It Follows 2014


What with all the hype surrounding last year’s disappointing The Babadook, I approached this year’s new “scariest film in years” with some trepidation. I needn’t have worried. While It Follows is not going to give you a heart attack in the cinema, it’s definitely got enough frights to at least make you very careful who the hell you do the horizontal bop with.

The now officially great Maika Monroe (The Guest) plays Jay, a 19-year-old student who has been seeing a guy called Hugh for a little while and, despite his slightly weird behaviour towards a girl in a yellow dress that Monroe can’t see, she decides to sleep with him in the back of his car. This proves to be a mistake as he passes on some kind of demon or succubus that will slowly follow her around until it touches her and kills her. The only way she can get rid of this horror is to sleep with someone else and pass the Sexually Transmitted Demon on to them. What we have is essentially M.R. James’ Casting the Runes for the modern world. The last time this was made was the ace Night of the Demon* but that had a dirty great big eighty foot tall winged beast in it. It Follows is a more subtle creation.

The first thing you will notice about the film is how the deliberately slow pace and sombre mood helps create an All encompassing sense of dread over the story. Monroe and her friends live in the suburbs of Detroit. This broken part of America really lends itself well to the isolation Monroe feels both before and especially after she is stalked by the thing. Even the nice leafy parts of town have an emptiness about them: the streets are mostly deserted of people, there aren’t even many parked cars. Adults are largely absent from the film, when one of Monroe’s neighbours is attacked, you don’t see the actual police at the scene of the crime, only the empty police car. Monroe’s parents are also absent: her father long since gone or dead (only seen in a photo in her room) and you only see her mother’s drunken hand hanging off the edge of the bed next to an empty wine bottle and a half smoked cigarette. It’s all we need to know. When Monroe’s friend takes her away to his parent’s beach house in a borrowed car she asks if his mother will be annoyed, “she won’t even notice” he replies. Monroe and her friends have been abandoned by the adults in their lives and are left to defend themselves against this stalking fiend.

The monster itself, if that is indeed what it is, the “It” of the title, does have a passing resemblance to Stephen King’s classic It. It too preys on young folk ignored by their elders, it can also change its form to suit/freak out its victim, but instead of looking like Pennywise the Clown, it usually takes the form of some naked, tragic parody of a sexualised human, often a mother or a naked old aged pensioner – or even an overbearing giant of a man at one point.

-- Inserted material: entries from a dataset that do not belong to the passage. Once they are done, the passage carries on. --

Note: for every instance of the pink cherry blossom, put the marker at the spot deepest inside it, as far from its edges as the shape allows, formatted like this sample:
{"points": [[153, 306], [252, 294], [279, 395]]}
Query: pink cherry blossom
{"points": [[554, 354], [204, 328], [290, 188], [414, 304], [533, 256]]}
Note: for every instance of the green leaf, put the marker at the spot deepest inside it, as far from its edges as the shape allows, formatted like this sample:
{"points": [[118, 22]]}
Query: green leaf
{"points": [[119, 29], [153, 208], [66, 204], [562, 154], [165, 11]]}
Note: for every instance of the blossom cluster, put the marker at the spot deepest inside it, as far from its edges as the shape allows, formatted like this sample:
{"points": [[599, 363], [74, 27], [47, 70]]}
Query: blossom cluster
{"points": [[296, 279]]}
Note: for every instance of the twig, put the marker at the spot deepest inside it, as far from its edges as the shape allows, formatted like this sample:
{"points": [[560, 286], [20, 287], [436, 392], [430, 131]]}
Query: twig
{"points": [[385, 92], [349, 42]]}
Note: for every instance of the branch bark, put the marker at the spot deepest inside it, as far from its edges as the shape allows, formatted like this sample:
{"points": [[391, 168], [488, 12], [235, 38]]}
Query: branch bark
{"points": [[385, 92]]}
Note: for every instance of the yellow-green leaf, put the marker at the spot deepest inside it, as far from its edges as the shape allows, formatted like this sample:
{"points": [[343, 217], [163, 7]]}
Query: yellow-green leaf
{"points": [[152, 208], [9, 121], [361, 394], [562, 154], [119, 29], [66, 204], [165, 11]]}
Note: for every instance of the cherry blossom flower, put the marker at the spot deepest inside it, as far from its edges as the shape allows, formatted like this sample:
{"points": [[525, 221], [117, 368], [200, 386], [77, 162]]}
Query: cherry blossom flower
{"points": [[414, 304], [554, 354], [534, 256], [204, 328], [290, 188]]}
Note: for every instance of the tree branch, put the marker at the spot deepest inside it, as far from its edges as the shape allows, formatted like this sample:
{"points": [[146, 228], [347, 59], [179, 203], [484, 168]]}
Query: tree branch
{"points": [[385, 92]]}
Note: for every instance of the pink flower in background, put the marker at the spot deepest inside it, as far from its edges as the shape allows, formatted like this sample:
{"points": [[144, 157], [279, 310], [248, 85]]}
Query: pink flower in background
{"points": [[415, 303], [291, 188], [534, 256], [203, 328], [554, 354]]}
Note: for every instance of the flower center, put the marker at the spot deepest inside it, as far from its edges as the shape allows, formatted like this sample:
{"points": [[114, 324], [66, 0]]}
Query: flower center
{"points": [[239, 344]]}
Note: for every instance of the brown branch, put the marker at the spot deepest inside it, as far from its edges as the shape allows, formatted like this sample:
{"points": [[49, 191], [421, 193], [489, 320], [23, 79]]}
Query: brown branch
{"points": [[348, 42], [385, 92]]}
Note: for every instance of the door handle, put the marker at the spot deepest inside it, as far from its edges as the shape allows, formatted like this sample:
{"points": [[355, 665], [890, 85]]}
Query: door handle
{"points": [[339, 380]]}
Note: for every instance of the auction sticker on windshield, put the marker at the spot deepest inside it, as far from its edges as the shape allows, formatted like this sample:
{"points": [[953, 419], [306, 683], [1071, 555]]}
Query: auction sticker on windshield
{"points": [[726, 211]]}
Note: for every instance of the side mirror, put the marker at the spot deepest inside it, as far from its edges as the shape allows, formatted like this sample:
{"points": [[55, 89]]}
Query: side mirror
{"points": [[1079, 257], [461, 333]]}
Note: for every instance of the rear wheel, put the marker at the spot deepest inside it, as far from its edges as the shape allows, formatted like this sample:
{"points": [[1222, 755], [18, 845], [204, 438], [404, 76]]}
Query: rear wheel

The dark mood in It Follows is further enhanced by a strange and distinct lack of technology, as if the film is set twenty years ago despite never stating this fact. No one ever uses a mobile phone or researches things on the internet. When trying to find Hugh they have to visit his old high school and look him up in his old yearbook, as if he’d left thirty years before. All the TVs are old 4:3 cathode boxes which only show old B-movies from the 1950s. The pornography Monroe’s friend Paul looks at is old copies of Playboy from the 1970s. Even most of the cars are old. The only modern thing is a weird e-reader shaped like a pink folding clam that Monroe’s bespectacled friend reads out loud from throughout the film. It all adds to this unnerving atmosphere that continually suggests that something is just not right in this place.


It Follows also looks great, it has many big wide tracking shots and great compositions which really capture the bleak landscape of Detroit. They have a very John Carpenter feel to them which is both very fashionable at the moment and also very welcome. It’s a shame it was shot on video which sometimes results in some weird motion blurring and a lack of detail. Add in the synthesiser soundtrack and that Carpenter feeling is almost complete. It doesn’t have the economy and tightness of Carpenter’s best work, some scenes do seem to go on a bit and there are superfluous shots here and there which don’t seem to add anything to the story or characters, however there is such a strong sense of control over what director David Robert Mitchell wants you to see and hear that the occasional slow patch isn’t really a problem.

It Follows probably isn’t the scariest horror movie in years but then again horror is not always just about scaring an audience outright. Sometimes its job is just to unnerve you and It Follows, with its dark subject matter and creepy attention to mood and detail succeeds magnificently in making you feel that something is very, very wrong with the modern world.

* You could say Drag Me To Hell is a remake too if you like.